Max Beckmann, Ricevimento a Parigi, 1931 |
Ma Alessandro è solo pregno di pessimismo tragico? Sarebbe poi così impossibile, secondo la sua visione del mondo, liberarsi da questa tragedia accentratrice nell'ego di tutte le energie vitali? forse non è così, dopotutto lui è un artista e produce quadri. Un dipinto, dopotutto, parla sempre di più cose. Molte di più di quanto l'immagine sembri riportarci. Le opere di Alessandro ci parlano di lui, del mondo in cui è immerso e che affronta ogni giorno; ci parlano delle immagini che lo colpiscono, che si trascina dietro anche quando chiude gli occhi, di come le ricompone in nuove forme, in nuove sequenze. Certo che le sue visioni del futuro sono degne delle più apocalittiche descrizioni orwelliane, o degli scenari opprimenti di Bradbury. Le sue immagini sono le "ipotetiche" elementari di un preoccupante oggi troppo silenzioso, dei moniti da tener presenti lanciati con la speranza di smuovere quel che rimane dell'empatia umana non ancora svuotata dalla freddezza dei mezzi di comunicazione indiretta di cui oggi ci circondiamo.

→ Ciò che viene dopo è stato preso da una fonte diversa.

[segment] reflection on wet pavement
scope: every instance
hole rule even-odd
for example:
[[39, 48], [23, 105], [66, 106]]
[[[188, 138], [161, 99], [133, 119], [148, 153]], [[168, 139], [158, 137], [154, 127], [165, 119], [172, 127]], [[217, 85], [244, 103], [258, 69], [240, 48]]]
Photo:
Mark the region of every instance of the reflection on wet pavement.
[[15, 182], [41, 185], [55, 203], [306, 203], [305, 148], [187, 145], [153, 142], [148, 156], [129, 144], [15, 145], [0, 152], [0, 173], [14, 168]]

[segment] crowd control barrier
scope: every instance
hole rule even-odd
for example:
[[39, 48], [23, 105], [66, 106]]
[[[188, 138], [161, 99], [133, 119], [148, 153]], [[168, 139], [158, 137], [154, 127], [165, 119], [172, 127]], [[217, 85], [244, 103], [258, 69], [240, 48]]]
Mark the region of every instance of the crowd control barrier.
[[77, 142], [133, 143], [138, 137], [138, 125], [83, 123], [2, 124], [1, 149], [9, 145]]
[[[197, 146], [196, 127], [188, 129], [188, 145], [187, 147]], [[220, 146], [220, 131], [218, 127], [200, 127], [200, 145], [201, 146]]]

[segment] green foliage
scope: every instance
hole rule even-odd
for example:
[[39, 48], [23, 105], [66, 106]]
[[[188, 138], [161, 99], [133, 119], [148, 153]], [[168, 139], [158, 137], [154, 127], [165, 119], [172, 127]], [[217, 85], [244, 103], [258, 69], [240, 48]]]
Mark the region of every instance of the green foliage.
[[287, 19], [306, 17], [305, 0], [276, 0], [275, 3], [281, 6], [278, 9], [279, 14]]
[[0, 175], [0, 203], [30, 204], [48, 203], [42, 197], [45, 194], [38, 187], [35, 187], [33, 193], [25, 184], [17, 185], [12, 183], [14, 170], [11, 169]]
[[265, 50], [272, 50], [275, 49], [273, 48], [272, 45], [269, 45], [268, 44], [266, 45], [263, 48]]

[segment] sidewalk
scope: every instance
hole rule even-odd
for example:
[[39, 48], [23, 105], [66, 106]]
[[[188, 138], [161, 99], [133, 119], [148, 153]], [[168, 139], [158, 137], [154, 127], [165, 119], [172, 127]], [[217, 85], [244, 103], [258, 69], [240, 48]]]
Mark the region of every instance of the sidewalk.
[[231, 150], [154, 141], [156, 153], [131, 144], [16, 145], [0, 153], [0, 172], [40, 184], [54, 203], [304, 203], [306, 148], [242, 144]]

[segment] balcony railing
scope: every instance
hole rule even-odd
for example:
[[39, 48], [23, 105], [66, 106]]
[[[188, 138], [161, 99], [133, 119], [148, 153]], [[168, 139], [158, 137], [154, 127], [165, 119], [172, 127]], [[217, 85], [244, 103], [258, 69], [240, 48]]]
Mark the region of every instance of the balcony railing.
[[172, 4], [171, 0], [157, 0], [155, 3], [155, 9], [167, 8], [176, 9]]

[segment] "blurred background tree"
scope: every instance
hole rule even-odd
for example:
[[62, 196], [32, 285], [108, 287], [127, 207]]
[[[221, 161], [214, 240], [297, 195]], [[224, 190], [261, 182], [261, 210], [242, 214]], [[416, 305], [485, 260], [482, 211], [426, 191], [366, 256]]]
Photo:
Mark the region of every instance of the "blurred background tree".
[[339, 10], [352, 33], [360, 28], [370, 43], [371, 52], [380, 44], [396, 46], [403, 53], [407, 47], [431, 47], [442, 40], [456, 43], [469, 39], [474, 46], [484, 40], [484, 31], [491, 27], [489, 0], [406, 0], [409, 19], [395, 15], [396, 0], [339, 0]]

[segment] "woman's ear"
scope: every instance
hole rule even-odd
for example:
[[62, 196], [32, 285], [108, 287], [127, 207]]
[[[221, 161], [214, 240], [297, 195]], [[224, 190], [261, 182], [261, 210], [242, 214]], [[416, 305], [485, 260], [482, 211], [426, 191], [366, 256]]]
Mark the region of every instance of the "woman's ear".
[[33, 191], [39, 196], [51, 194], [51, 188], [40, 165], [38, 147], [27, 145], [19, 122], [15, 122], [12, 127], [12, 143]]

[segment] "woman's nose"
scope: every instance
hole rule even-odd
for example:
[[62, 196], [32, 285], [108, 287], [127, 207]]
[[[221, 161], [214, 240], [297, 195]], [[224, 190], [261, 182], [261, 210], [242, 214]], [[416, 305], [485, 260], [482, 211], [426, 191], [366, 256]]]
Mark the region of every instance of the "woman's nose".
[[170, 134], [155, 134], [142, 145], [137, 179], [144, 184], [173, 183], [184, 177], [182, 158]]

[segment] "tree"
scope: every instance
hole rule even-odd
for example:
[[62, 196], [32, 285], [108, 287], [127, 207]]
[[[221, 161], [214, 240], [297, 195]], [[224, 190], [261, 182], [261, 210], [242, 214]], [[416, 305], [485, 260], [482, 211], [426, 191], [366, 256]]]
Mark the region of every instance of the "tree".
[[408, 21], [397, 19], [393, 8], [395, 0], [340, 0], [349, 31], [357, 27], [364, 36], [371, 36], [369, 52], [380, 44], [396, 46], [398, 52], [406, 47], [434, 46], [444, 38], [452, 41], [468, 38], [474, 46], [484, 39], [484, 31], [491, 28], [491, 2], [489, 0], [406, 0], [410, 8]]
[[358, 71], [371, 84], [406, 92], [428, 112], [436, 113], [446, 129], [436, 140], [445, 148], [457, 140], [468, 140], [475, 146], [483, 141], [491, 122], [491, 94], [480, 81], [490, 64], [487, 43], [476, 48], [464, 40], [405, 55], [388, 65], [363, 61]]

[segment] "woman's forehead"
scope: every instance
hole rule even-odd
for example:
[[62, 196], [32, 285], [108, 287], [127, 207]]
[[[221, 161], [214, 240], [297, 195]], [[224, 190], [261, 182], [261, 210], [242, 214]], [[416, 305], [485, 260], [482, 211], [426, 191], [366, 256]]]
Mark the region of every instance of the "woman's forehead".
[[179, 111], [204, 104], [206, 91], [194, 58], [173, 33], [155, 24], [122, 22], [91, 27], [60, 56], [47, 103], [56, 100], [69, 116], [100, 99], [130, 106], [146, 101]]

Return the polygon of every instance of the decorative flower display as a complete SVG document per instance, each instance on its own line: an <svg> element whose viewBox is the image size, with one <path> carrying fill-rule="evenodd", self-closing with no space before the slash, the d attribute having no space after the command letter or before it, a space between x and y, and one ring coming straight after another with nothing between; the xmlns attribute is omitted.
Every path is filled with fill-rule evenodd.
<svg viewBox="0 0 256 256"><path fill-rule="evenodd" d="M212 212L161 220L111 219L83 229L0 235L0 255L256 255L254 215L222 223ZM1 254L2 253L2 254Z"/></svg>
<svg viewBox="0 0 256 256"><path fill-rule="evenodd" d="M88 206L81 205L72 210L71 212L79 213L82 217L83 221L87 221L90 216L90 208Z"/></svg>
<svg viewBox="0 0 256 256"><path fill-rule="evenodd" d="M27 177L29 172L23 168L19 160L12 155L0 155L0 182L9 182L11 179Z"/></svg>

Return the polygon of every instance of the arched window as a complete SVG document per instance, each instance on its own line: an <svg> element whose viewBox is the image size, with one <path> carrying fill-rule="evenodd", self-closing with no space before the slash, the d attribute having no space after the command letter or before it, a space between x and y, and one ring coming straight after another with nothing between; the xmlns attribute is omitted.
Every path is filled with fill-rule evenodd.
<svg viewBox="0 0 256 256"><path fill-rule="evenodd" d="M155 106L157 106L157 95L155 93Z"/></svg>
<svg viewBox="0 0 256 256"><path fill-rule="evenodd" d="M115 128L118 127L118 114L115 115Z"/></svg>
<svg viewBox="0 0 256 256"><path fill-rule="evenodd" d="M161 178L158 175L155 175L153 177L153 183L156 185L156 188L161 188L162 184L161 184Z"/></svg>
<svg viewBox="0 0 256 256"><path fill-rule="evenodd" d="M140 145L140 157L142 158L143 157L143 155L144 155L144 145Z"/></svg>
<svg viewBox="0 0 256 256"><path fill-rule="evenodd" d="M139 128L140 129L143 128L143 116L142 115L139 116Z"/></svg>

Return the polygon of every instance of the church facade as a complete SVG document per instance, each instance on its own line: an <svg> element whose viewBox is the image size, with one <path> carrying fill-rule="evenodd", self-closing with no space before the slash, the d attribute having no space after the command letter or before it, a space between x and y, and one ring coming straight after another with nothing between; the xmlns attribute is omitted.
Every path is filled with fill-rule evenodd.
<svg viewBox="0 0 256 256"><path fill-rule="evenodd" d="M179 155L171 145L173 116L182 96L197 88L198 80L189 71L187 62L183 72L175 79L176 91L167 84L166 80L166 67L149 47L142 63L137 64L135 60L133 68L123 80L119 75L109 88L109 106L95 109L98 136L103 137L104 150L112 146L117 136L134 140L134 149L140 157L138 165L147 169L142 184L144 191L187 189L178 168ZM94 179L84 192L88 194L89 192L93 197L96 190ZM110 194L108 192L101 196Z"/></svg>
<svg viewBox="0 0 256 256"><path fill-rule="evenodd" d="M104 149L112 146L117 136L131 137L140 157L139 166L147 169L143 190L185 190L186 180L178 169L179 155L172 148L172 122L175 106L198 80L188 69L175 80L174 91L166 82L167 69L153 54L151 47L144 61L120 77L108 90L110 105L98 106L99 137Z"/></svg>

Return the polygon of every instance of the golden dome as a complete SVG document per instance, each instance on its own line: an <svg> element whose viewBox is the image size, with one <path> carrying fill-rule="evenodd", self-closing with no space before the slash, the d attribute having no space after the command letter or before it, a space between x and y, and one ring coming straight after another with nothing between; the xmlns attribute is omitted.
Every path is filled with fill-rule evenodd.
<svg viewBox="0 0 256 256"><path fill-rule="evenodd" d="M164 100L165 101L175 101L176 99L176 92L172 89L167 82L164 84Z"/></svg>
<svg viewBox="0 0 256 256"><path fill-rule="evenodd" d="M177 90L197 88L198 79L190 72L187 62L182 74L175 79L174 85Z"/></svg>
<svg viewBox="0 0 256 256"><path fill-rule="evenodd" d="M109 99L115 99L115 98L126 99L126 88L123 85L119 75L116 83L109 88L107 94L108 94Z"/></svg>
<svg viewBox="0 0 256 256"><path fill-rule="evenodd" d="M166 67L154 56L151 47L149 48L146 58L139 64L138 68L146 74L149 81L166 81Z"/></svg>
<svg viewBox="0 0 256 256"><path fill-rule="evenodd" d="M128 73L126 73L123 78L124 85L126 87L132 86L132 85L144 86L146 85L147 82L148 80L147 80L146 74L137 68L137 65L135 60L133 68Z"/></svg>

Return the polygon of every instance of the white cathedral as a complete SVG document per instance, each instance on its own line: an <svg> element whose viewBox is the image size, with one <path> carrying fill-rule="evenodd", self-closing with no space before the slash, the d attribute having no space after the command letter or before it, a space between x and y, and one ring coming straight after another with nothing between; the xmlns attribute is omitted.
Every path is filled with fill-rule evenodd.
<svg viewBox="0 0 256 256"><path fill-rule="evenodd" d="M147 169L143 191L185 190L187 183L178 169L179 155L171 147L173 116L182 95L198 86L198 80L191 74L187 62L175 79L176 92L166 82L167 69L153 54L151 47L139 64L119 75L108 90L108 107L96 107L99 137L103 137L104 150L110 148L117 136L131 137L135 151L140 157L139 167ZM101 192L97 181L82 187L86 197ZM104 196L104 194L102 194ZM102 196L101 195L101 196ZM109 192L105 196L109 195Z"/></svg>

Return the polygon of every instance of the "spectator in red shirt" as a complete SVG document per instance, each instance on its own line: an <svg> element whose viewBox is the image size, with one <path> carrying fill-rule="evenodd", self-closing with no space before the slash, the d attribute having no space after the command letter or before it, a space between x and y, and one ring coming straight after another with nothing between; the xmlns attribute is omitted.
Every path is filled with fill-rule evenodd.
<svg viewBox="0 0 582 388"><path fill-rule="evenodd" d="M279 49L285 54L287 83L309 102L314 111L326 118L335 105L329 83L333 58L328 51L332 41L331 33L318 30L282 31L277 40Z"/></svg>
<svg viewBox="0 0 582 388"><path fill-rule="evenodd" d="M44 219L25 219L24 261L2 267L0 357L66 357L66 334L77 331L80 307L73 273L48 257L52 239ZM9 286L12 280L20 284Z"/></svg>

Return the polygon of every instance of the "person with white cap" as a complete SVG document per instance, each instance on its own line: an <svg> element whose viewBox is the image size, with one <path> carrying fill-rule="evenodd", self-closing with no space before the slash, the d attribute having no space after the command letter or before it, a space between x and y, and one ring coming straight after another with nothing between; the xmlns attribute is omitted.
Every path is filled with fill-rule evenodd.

Ma poi si insinua timidamente un segno di speranza. Una speranza che l'umanità, nonostante tutto, rimane e se coltivata sboccia. Un miracolo che vede anche il deserto fiorire di tanto in tanto. Così è per la natura di cui siamo comunque parte. Così si ha una speranza e una via d'uscita.
“In a cloudy day” acrilico su tela 120x50cm |
Dopo tanti ammonimenti ecco una cura da seguire, attuando l'esortazione di Ralph Waldo Emerson: "Scrivilo nel tuo cuore che ogni giorno è il miglior giorno dell’anno".